From Citizens to Clients Cont’d

Several readers claim that I am over-reading the news that, for the first time since the Great Depression, Americans took more aid from the government than they paid in taxes.  Here’s one rather dyspeptic reader:

During recessions, tax revenues go down and at the same time more people qualify for benefits. That’s normal and expected. During really bad recessions, revenues really go down, and needs really go up.

So, logically, you’d kind of expect that the worst downturn since the Great Depression would produce the second worst example of benefits approaching or exceeding tax revenue. And it happened.

This is surprising to you why exactly? Wow. That’s some deep thinking.

In one sense, I think they have a point, for the reasons laid out here.

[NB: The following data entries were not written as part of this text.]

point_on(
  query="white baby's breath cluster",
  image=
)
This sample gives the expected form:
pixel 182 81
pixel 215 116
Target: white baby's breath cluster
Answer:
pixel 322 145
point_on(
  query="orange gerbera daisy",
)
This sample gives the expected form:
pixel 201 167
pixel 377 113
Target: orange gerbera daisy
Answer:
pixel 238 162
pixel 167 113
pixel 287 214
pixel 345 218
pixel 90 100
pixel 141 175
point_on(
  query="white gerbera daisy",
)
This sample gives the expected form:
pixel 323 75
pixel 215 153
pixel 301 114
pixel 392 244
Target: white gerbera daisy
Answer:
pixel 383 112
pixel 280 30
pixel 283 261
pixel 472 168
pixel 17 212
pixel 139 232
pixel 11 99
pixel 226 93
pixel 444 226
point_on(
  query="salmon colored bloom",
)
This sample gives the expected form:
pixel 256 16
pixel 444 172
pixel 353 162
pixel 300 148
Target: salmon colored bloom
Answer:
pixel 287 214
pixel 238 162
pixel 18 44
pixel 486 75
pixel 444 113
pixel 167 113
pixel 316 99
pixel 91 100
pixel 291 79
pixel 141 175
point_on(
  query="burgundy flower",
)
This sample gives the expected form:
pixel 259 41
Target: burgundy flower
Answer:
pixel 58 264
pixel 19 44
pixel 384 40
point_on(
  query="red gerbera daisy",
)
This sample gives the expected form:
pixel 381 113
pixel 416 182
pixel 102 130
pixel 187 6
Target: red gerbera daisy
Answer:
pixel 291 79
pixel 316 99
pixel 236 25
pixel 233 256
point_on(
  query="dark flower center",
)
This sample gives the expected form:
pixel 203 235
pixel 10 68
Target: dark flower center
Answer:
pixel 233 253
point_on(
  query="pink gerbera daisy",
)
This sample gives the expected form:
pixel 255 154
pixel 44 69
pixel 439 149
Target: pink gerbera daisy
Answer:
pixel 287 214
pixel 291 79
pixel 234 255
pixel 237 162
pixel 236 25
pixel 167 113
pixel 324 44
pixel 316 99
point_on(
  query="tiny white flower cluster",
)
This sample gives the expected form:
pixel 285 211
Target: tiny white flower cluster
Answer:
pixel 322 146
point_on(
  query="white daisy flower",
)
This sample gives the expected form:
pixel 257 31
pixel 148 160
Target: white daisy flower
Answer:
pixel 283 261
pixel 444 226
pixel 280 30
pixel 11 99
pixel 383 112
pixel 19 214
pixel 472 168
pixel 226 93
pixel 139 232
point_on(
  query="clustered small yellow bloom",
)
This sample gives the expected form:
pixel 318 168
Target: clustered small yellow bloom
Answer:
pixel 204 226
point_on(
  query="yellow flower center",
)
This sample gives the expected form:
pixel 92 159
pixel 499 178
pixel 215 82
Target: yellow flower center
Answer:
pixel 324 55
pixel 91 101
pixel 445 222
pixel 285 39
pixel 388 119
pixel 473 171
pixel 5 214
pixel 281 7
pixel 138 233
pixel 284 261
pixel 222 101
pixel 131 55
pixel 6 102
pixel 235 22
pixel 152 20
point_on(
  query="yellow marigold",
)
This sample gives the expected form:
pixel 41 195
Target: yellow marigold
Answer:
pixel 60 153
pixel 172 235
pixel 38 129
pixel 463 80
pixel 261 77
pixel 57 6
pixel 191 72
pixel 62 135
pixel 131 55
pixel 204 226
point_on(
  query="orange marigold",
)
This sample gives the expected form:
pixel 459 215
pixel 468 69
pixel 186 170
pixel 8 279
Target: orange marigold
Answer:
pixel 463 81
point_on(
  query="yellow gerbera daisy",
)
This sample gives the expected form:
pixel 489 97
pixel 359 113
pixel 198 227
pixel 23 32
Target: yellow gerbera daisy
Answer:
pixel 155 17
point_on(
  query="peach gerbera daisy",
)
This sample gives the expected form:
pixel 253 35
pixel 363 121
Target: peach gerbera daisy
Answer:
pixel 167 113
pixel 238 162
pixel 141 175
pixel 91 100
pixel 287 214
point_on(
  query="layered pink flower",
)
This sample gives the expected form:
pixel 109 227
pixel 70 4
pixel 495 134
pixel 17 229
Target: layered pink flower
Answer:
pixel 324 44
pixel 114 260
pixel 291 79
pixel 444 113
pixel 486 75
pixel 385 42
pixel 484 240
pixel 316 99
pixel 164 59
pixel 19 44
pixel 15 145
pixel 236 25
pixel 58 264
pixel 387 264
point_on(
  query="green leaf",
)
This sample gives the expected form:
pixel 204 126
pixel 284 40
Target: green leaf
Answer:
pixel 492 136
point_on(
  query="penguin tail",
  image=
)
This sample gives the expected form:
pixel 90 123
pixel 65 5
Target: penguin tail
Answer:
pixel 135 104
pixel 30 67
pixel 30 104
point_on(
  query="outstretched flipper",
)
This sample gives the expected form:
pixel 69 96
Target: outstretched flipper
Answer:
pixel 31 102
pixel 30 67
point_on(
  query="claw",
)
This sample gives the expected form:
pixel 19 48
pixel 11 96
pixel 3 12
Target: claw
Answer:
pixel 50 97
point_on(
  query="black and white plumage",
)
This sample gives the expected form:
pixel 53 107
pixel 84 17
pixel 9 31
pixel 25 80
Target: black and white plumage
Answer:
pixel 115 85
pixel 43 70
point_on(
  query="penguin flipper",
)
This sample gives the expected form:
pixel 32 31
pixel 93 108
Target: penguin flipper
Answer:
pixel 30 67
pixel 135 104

In another sense I  think they misread where I’m coming from. There’s a context to all of this. You could glean the context from the McCarthy post I referenced.  We’re watching the Democrats scramble to conscript the American people into a mandatory health-care system. The Obama budget was intended to expand the baseline to put the government on the path of ever greater expansion. There’s a concerted push to remove the stigma on such aid as food stamps. Barack Obama campaigned on his vision of “spreading the wealth around.” He came into office encouraging comparisons to the New Deal, which were made ad nauseum by his biggest supporters. Just in the last week, the Obama administration has floated the idea of using government power to manipulate wages on a massive scale.  Leading liberal pundits saw the financial crisis as an opportunity for establishing a European style social welfare state. And so on.

I don’t dispute that the government should — and will — go into deficit spending during a downturn. But there are ways to do that and there are ways to do that. The Obama administration’s approach hardly seems solely intended to “get the economy moving again.”

Update: Oh, and a friend makes a good, basic, point that somehow I didn’t articulate since it was in the plain text of the line “for the first time since the Great Depression”:

Plus we’ve had recessions before few people deny that transfers should go up and revenues down in a recession, but in addition to that cyclical effect there is very likely a long-term trend–otherwise this wouldn’t be the first time this happened; the 1982 recession would have seen it too.